Executive Director’s report
Ross Wilkinson, ANDS
How can Australia address the challenge of living in bushfire prone city fringes? How can Australia most effectively farm and preserve our precious soil? How can Australia understand the Great Barrier Reef? No single discipline can answer these questions, but to address these challenges data is needed from a range of sources and disciplines.
Research data that is well organised and available allows research to make substantial contributions vital to Australia’s future. For example, by drawing upon data that is able to be used by soil scientists, geneticists, plant scientists, climate analysts, and others, it is possible to conduct the multidisciplinary investigations necessary to tackle truly difficult and important challenges. The data might be provided by a Terrestrial Ecosystems Research Network OzFluz tower, insect observations recorded by a citizen through the Atlas of Living Australia, genetic sequencing of insects through a Bioplatforms Australia facility, weather observations by the Bureau of Meteorology, or historical data generated by CSIRO over many decades. Each will provide a part of the jigsaw, but the pieces must be able to be put together.
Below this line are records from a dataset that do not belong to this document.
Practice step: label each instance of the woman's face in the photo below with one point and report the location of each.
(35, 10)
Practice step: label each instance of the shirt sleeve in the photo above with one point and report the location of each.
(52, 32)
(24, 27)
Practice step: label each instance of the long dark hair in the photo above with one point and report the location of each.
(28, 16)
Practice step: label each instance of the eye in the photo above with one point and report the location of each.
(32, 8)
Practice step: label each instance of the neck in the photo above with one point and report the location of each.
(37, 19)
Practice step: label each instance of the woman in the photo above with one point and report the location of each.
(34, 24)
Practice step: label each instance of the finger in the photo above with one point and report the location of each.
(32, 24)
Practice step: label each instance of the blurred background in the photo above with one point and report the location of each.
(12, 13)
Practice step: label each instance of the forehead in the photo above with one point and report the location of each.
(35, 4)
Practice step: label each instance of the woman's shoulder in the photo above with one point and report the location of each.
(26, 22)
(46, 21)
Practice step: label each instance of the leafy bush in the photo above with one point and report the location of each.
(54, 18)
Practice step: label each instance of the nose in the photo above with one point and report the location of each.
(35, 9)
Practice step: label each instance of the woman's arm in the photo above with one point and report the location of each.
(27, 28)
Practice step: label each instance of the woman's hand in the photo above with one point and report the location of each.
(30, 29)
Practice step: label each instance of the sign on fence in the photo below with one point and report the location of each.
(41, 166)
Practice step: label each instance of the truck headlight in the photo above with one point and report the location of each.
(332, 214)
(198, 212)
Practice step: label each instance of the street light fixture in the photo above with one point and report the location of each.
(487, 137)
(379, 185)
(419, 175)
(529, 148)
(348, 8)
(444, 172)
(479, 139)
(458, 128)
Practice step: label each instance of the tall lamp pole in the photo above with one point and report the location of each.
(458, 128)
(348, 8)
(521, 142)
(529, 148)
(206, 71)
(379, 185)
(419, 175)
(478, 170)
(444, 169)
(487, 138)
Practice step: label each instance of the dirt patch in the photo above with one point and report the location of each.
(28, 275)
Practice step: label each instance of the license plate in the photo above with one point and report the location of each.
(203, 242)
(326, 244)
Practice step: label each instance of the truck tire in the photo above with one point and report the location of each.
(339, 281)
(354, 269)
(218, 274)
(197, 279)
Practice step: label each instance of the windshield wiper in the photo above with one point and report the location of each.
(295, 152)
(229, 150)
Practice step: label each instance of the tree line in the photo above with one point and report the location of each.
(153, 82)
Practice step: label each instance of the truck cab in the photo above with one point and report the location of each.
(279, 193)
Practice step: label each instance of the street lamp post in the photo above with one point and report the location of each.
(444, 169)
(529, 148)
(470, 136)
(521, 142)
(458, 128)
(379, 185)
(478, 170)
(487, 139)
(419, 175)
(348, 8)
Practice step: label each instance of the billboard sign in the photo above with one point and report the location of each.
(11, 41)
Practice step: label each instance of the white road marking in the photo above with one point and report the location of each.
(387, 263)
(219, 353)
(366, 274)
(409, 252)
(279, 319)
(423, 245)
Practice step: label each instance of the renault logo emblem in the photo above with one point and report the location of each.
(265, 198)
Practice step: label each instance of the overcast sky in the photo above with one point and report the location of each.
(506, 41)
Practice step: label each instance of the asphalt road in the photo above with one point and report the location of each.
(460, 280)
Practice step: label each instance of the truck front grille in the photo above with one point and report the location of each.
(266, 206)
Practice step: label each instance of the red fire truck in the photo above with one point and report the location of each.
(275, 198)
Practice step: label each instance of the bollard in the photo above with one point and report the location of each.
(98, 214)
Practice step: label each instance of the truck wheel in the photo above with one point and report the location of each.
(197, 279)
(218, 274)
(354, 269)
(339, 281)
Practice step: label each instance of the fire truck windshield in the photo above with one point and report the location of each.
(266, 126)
This requires careful collection and organisation, which together deliver enormous value to the country.
However, nationally significant problems are often tackled by international cooperation, so Australia’s data assets enable Australian researchers to work with the best in the world, solving problems of both national and international significance. Australia’s data assets and research data infrastructure provide Australian researchers with an excellent platform for international collaboration.
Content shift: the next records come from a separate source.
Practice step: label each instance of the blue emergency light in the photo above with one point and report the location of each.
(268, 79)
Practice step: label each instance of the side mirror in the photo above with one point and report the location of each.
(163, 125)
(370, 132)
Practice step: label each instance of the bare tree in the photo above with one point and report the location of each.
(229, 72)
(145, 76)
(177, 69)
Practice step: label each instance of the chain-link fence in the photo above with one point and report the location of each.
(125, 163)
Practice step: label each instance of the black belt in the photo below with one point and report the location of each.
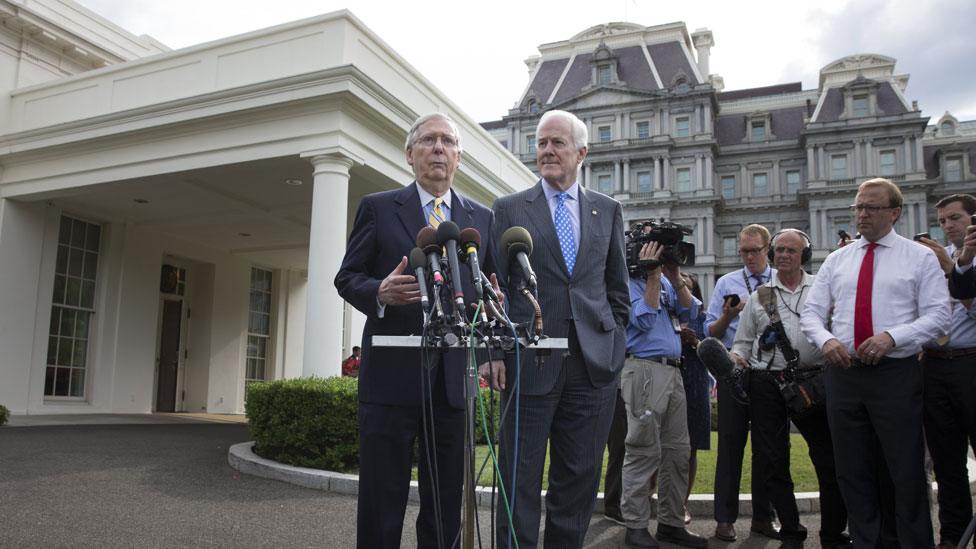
(950, 354)
(676, 362)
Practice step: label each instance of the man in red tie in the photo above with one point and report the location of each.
(886, 303)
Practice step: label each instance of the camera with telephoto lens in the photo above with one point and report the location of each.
(667, 234)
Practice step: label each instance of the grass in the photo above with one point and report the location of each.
(804, 477)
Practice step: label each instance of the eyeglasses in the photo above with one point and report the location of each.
(871, 210)
(429, 140)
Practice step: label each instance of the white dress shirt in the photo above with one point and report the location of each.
(908, 299)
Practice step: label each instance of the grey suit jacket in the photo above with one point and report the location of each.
(595, 299)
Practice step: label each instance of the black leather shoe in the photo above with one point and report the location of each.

Australia has world-leading research data infrastructure: our ability to store, compute, discover, explore, analyse and publish is the best in the world. The ability to capture data through a wide range of capabilities, from the Australian Synchrotron to Integrated Marine Observation System [IMOS: imos.org.au] ocean gliders, the combination of national storage and computation through RDSI, NCI and Pawsey initiatives, the ability to publish and discover data through ANDS, the ability to analyse and explore data through Nectar, and state and local eResearch capabilities, highlights just some of the capabilities that Australian researchers are able to access.
Importantly, their international partners are able to work with them using many of these resources. As well, Australian research organisations are assembling many resources to support their research. These include policies, procedures, practical infrastructure, and very importantly – people! The eResearch team and the data librarians are always keen to help. This issue of Share highlights how the data resources of Australia are providing a very substantial national benefit, and how that benefit is being realised.